Mojo function

sum

sum[val_type: DType, simd_width: Int, //](val: SIMD[val_type, simd_width]) -> SIMD[val_type, simd_width]

Computes the sum of values across all lanes in a warp.

This is a convenience wrapper around lane_group_sum_and_broadcast that operates on the entire warp. It performs a parallel reduction using warp shuffle operations to find the global sum across all lanes in the warp.

Parameters:

val_type (DType): The data type of the SIMD elements (e.g. float32, int32).
simd_width (Int): The number of elements in the SIMD vector.

Args:

val (SIMD[val_type, simd_width]): The SIMD value to reduce. Each lane contributes its value to the sum.

Returns:

A SIMD value where all lanes contain the sum found across the entire warp. The sum is broadcast to all lanes.

sum[intermediate_type: DType, *, reduction_method: ReductionMethod, output_type: DType](x: SIMD[dtype, size]) -> SIMD[output_type, 1]

Performs a warp-level reduction to compute the sum of values across threads.

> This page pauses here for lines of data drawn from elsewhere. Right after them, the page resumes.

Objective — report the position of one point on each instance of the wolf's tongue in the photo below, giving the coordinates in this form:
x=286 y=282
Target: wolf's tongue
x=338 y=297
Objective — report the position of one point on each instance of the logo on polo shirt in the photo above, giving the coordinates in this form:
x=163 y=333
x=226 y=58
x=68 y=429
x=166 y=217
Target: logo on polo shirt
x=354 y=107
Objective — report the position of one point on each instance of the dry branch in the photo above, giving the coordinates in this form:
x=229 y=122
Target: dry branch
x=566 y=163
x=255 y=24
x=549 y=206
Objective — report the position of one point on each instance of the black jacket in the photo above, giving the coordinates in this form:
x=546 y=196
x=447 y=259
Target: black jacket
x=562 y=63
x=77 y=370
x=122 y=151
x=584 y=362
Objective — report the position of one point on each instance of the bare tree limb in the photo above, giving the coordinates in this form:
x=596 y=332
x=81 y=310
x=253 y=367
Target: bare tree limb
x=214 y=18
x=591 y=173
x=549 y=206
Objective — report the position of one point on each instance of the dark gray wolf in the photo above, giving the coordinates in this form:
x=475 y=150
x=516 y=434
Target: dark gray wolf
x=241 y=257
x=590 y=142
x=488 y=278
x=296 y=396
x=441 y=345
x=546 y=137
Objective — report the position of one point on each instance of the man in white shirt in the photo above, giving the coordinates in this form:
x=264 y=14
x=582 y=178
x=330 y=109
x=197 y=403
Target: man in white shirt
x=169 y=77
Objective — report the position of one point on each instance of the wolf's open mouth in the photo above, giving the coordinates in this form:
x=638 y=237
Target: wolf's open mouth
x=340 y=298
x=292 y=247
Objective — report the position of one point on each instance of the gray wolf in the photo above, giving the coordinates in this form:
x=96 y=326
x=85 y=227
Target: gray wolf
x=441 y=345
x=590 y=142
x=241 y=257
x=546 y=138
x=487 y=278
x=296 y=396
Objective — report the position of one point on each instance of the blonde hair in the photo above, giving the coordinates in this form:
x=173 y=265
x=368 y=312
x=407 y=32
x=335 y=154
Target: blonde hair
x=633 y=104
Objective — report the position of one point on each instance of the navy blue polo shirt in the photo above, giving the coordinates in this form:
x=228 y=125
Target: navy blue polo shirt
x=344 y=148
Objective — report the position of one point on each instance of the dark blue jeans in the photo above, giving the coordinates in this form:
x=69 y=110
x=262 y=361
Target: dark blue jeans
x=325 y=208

This function provides two reduction methods:

Warp shuffle: Uses warp shuffle operations to efficiently sum values across threads
Tensor core: Leverages tensor cores for high-performance reductions, with dtype casting

The tensor core method will cast the input to the specified intermediate dtype before reduction to ensure compatibility with tensor core operations. The warp shuffle method requires the output dtype to match the input dtype.

Constraints:

For warp shuffle reduction, output_type must match the input value dtype.
For tensor core reduction, input will be cast to intermediate_type.

Parameters:

intermediate_type (DType): The data type to cast to when using tensor core reduction.
reduction_method (ReductionMethod): WARP for warp shuffle or TENSOR_CORE for tensor core reduction.
output_type (DType): The desired output data type for the reduced value.

Args:

x (SIMD[dtype, size]): The SIMD value to reduce across the warp.

Returns:

A scalar containing the sum of the input values across all threads in the warp, cast to the specified output dtype.